La Generación: jóvenes con cargos, fieles pero sin fanatismos

Son jóvenes con hambre de poder, muchos ya son funcionarios, están organizados y apoyan al Gobierno. Con esas características podrían estar a una pechera azul de distancia de ser La Cámpora, pero no lo son ni por asomo. Se hacen llamar La Generación, una agrupación de simpatizantes de Pro que apoya al presidente Mauricio Macri. Su objetivo es ser el espacio de formación de los cuadros políticos que buscarán gobernar la Argentina en las próximas décadas. Así de contundente.

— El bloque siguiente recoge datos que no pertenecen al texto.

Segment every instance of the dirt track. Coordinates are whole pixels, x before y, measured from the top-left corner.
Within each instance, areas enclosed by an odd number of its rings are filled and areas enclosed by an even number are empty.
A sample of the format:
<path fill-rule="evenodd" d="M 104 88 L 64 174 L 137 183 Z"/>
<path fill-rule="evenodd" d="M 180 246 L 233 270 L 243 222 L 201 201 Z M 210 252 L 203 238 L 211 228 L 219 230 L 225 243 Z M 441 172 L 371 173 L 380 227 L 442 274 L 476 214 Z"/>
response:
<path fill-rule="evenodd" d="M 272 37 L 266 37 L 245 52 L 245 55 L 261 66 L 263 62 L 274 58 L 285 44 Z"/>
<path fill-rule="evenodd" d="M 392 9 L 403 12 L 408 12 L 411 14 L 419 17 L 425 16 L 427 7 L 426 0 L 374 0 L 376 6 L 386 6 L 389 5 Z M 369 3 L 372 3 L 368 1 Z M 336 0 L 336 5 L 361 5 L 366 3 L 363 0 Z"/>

Lejos, bien lejos de los bombos y el mar de banderas que decoraron los actos kirchneristas en los últimos años, La Generación está comprendida por unos 300 militantes nacidos en los albores de la democracia, en su mayoría profesionales o estudiantes universitarios, que proponen un tipo de militancia distinto, con menos ideología y más diversidad de opiniones. Según ellos, en el grupo no hay ni habrá un Máximo Kirchner o un Andrés «Cuervo» Larroque que baje una línea de pensamiento que haya que absorber como propia. Tampoco se impondrá, dicen, el seguimiento incondicional a un líder indiscutible. «Nunca diremos que somos los soldados de Mauricio, porque no lo somos», afirma el subsecretario de Políticas Docentes y Gestión Territorial de la provincia de Buenos Aires, Manuel Vidal, en diálogo con LA NACION. «Nosotros no somos soldados», enfatiza Juan Ignacio Maquieyra, coordinador del gabinete social del gobierno porteño y hombre de confianza de Horacio Rodríguez Larreta.